Gençoğlu Esra Arzu, Aktaş Ayşe, Haberal Mehmet
Department of Nuclear Medicine, Transplantation, Baskent University Faculty of Medicine, Ankara, Turkey.
Exp Clin Transplant. 2014 Mar;12 Suppl 1:92-4.
The aim of this study was to evaluate the usefulness of the hepatic parenchymal retention index in the early diagnosis of parenchymal complications in liver transplant recipients as determined by hepatobiliary scintigraphy.
This retrospective study reviewed 100 liver transplant recipients who had undergone orthotopic liver transplant. In all cases, hepatobiliary scintigraphy images recorded 7 to 10 days posttransplant were quantitatively reinterpreted according to hepatic parenchymal retention index. The hepatocyte extraction fraction value was also calculated. Scintigraphic findings as well as clinical, laboratory, and biopsy results were assessed.
Quantitative analysis showed normal hepatocyte extraction fraction value in all subjects. However, significant differences in hepatic parenchymal retention index were observed. Thus, subjects were divided into 3 groups: group 1 (n=75), normal; group 2 (n=15), severely elevated; group 3 (n=10), mildly-to-moderately elevated hepatic parenchymal retention index. Evaluation of histopathological, clinical, and laboratory findings showed normal grafts in all group 1 recipients, acute rejection in all group 2 recipients, and hepatocyte damage/intrahepatic cholestasis in all group 3 recipients.

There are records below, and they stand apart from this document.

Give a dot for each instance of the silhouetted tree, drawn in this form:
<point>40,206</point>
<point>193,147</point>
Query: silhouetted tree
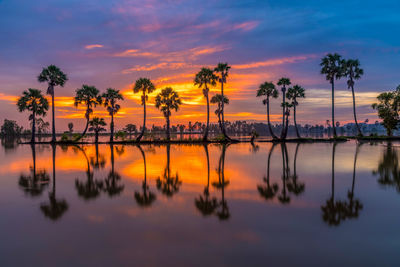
<point>144,86</point>
<point>33,101</point>
<point>166,101</point>
<point>110,102</point>
<point>204,78</point>
<point>54,77</point>
<point>332,68</point>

Based on these findings, we determined that hepatocyte extraction fraction value was not useful, whereas hepatic parenchymal retention index was beneficial for early and accurate diagnosis of parenchymal complications in liver transplant recipients.
本研究旨在评估肝实质滞留指数在肝移植受者实质并发症早期诊断中的有用性,该诊断通过肝胆闪烁显像确定。
这项回顾性研究纳入了100例行原位肝移植的肝移植受者。所有病例中,对移植后7至10天记录的肝胆闪烁显像图像,根据肝实质滞留指数进行定量重新解读。还计算了肝细胞摄取分数值。对闪烁显像结果以及临床、实验室和活检结果进行评估。
定量分析显示所有受试者的肝细胞摄取分数值均正常。然而,观察到肝实质滞留指数存在显著差异。因此,将受试者分为3组:第1组(n = 75),正常;第2组(n = 15),严重升高;第3组(n = 10),肝实质滞留指数轻度至中度升高。对组织病理学、临床和实验室检查结果的评估显示,第1组所有受者的移植物正常,第2组所有受者发生急性排斥反应,第3组所有受者存在肝细胞损伤/肝内胆汁淤积。
基于这些发现,我们确定肝细胞摄取分数值无用,而肝实质滞留指数有助于肝移植受者实质并发症的早期准确诊断。